3. Washington is supremely bad
We recently listed Duke freshman Jayson Tatum as our top NBA Draft prospect, but a lot of people still believe Huskies frosh Markelle Fultz will ultimately go No. 1. If he doesn't, he'll almost certainly go top 3. When you have a talent like that, you're expected to at least be competitive. Most people thought UW would be at least that, if only in the early going against a pretty weak non-con schedule. A safe bet would've put the Huskies as maybe a bubble team this year, but right now the only way they're getting to the Dance is to pull off a miracle by winning the Pac-12 tourney and stealing the auto bid.
Don't count on that happening.
Fultz is doing his part, averaging nearly 23 points a game at almost a 50-percent clip from both the field and 3-point range. Washington, meanwhile, is 4-5 after four straight losses, including a near-30-point blowout at the hands of the only truly good team they've played, Gonzaga, on national TV, in the first game most of the country got to actually see Fultz play. Too bad, because Fultz is really good. We might have another Ben Simmons situation on our hands with the potential No. 1 pick in the NBA Draft getting lost for most of the season because his team is the definition of irrelevant.
4. Luke Kennard is Duke's best bet for National Player of the Year
Yes, this is a surprise. Almost everyone pegged fellow Blue Devil Grayson Allen as the leading candidate for this award, and he still may end up as such, as might a host of other names, but few people saw Kennard emerging as this kind of presence for Coach K's squad.
Don't get that twisted. Kennard is a really good player. I was recently talking to Gary Parrish, who I thought summed up Kennard perfectly when he called him, simply, a basketball player. That's what he is. Good at a lot of different things. Instinctive. Fluid. Versatile. A legit knock-down shooter. The kind of guy you win a lot of games with. He'll probably end up going in the first round.
Still, this is a guy who was not only overshadowed in the national conversation coming into the year, he wasn't even drawing headlines on his own team. Duke is loaded with big names like Allen, Jayson Tatum, Marques Bolden and Harry Giles. Heck, Giles hasn't even played this year and he still gets talked about more than Kennard. Yet it's Kennard that Parrish has No. 4 in his most recent Player of the Year rankings.
Pretty simply, he has been the best player on what is pretty clearly the most talented team in the country, and casual fans might not even know his name.
5. UCLA's T.J. Leaf is a stone-cold star
We talked about UCLA being this good, this early, qualifying as a surprise, and the same can be said for the Bruins' less heralded freshman, T.J. Leaf. While Lonzo Ball gets most of the attention -- deservedly, I might add -- Leaf, for anyone who has been paying attention, has emerged as a legit All-American type player. Maybe it's just me. Maybe everyone else was hip to this guy and I was the only one being blinded by Ball's brilliance. I don't think so, but maybe.

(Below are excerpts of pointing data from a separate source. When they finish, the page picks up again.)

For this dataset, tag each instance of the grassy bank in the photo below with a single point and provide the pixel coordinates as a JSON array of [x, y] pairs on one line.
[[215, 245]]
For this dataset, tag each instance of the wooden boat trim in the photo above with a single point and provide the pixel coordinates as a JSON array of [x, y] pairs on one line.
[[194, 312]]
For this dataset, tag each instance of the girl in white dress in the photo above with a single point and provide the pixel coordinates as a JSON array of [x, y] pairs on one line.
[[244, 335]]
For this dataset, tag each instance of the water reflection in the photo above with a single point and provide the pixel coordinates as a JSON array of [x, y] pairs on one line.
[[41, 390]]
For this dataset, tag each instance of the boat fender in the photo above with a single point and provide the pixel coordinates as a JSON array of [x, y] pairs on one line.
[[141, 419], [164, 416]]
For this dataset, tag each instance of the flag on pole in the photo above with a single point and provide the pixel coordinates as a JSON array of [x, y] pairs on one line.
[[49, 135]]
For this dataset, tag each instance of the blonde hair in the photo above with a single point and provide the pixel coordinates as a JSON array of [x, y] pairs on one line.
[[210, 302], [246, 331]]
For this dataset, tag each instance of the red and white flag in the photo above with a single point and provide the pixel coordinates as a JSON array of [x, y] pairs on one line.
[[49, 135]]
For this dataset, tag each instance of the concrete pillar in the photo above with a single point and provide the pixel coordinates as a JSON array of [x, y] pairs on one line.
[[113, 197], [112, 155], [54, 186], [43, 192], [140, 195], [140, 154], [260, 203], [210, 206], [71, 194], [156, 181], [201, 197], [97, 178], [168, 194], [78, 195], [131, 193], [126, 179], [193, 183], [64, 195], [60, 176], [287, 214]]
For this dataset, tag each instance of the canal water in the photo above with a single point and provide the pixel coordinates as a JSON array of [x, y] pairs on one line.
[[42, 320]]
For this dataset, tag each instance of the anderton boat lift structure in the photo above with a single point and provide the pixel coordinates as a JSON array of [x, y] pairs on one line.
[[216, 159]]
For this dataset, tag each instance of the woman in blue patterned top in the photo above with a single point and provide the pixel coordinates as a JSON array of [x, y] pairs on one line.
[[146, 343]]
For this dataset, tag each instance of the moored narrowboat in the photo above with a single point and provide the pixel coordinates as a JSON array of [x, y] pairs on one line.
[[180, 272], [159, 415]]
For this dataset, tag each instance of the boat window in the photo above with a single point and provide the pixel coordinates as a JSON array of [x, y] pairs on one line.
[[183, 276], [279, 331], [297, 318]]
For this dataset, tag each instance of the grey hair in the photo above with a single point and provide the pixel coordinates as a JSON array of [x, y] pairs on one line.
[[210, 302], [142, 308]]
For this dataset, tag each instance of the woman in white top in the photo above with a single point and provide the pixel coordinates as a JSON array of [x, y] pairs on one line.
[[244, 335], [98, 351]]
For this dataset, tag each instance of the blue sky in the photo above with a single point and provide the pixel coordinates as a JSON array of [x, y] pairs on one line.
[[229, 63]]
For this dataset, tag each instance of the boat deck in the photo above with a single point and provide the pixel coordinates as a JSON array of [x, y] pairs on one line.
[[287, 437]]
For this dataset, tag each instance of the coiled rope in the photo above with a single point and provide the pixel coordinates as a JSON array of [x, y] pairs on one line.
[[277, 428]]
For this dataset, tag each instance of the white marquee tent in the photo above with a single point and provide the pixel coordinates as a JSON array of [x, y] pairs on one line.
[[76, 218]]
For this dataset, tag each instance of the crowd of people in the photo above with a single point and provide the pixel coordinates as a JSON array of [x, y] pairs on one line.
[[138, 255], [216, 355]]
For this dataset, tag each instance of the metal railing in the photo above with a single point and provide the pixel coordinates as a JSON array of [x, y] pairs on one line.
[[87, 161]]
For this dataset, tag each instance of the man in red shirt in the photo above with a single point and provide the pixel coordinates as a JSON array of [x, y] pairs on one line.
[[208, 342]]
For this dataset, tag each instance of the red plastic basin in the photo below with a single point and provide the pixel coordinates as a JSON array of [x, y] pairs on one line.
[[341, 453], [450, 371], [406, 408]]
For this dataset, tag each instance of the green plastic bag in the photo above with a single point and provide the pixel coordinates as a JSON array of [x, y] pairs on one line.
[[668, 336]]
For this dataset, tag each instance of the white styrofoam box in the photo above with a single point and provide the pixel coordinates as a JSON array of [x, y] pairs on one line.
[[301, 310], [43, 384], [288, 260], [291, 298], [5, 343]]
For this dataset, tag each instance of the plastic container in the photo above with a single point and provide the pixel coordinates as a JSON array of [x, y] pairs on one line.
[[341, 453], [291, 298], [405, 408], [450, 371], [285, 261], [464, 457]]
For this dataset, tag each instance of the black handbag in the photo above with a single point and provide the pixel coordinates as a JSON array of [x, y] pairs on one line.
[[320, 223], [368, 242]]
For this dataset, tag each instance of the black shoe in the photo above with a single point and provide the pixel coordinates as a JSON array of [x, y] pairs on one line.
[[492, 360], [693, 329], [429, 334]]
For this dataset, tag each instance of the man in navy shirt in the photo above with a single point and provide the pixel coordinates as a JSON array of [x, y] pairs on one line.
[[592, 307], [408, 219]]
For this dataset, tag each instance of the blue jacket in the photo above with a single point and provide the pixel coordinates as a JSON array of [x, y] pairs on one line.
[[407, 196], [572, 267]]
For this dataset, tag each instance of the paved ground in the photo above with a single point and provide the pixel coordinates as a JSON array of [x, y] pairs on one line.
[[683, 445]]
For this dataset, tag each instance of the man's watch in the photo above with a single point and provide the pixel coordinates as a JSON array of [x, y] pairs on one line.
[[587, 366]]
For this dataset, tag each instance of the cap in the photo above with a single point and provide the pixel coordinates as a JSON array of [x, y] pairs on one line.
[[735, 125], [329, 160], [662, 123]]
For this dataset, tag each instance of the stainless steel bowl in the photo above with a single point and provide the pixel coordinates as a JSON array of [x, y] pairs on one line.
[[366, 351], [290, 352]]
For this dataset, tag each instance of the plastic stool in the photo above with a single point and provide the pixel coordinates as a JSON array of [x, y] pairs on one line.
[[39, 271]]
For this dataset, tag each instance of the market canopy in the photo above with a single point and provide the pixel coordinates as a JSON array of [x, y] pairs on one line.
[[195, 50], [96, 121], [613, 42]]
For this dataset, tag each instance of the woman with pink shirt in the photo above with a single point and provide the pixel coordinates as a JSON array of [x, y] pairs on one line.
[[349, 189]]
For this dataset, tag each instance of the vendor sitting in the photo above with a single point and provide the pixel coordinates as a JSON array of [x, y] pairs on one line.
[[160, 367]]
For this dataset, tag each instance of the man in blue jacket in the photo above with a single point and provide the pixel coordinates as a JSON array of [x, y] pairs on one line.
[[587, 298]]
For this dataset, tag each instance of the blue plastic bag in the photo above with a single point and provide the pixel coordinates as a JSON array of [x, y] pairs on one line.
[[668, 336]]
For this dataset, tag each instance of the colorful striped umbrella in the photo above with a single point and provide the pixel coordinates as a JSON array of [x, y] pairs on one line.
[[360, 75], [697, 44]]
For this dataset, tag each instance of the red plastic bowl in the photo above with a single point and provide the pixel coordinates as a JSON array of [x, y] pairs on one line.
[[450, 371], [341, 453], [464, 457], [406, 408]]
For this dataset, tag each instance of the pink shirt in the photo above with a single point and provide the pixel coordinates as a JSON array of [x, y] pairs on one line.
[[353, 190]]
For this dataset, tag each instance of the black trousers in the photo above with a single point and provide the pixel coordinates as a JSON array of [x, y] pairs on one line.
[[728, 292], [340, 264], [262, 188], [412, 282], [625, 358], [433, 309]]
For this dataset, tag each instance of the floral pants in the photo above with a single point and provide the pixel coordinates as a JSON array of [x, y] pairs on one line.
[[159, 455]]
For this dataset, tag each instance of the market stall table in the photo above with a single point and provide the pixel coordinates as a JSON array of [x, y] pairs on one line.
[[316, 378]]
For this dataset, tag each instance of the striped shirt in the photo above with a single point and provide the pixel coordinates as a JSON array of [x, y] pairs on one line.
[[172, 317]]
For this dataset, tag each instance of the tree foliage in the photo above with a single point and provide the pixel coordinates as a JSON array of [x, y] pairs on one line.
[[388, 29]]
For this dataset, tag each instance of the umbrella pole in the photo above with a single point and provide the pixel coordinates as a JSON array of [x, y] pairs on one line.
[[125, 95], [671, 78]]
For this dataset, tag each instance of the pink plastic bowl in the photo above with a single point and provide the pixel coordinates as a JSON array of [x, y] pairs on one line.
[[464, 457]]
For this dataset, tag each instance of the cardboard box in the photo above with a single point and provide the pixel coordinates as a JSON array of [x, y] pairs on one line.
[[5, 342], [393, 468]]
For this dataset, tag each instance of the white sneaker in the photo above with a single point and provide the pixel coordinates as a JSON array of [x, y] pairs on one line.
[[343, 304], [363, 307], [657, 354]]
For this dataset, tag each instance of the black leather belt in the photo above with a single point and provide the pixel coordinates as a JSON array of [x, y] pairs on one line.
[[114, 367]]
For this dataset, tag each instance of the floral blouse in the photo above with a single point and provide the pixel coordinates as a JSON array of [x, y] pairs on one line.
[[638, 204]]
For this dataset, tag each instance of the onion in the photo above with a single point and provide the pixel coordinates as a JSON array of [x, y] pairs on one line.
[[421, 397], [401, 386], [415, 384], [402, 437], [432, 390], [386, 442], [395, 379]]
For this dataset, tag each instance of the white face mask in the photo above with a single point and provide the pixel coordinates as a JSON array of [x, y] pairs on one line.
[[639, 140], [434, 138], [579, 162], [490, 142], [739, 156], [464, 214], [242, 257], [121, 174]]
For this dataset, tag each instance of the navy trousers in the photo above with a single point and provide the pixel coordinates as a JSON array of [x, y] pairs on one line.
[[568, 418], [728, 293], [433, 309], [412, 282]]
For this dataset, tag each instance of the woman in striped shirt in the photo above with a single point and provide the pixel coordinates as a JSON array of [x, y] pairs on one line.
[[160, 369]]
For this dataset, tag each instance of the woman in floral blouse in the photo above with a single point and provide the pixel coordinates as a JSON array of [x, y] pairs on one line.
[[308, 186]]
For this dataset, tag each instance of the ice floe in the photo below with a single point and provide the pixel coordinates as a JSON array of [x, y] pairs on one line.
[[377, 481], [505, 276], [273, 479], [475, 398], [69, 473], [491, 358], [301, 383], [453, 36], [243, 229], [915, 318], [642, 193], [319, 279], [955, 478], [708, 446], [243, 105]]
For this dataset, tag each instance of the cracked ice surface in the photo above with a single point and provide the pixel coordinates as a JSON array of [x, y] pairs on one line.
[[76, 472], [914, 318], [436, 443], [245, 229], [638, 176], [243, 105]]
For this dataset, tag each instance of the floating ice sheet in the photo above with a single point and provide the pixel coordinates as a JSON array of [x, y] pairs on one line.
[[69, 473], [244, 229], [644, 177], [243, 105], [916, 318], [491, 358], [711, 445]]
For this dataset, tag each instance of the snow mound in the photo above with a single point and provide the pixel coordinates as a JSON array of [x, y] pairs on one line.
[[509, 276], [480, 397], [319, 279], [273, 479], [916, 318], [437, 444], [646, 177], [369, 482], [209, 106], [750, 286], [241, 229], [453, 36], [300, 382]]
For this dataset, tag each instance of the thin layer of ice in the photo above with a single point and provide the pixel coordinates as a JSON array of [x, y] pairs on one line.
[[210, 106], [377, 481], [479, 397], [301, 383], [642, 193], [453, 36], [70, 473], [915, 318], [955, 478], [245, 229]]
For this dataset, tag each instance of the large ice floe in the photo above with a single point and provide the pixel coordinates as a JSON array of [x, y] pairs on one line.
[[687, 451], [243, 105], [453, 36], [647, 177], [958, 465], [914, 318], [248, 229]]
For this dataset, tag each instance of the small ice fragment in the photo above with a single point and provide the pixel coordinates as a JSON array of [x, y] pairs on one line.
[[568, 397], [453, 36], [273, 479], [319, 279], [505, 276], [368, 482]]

Either way, Leaf is all over my radar now. He was the best player on the floor when the Bruins went into Rupp and beat Kentucky. He was terrific again against Michigan in what was, in my opinion, the most high-powered game of the season to this point. Guys were straight balling in that game. Passing, moving, dropping threes everywhere. It looked like an NBA game in the first half, to be perfectly honest. And when it was all said and done, Leaf stood out with 21 points and eight boards.
If Luke Kennard is a basketball player, then so is Leaf. He rebounds. He shoots out to 18 or 19 feet with ease. He has instincts perhaps only bested by Ball, a nose for space and boards and interior positioning that can't be taught. Norlander has him fourth in his freshman rankings. The three guys ahead of him will almost certainly go in the lottery. Leaf might do the same.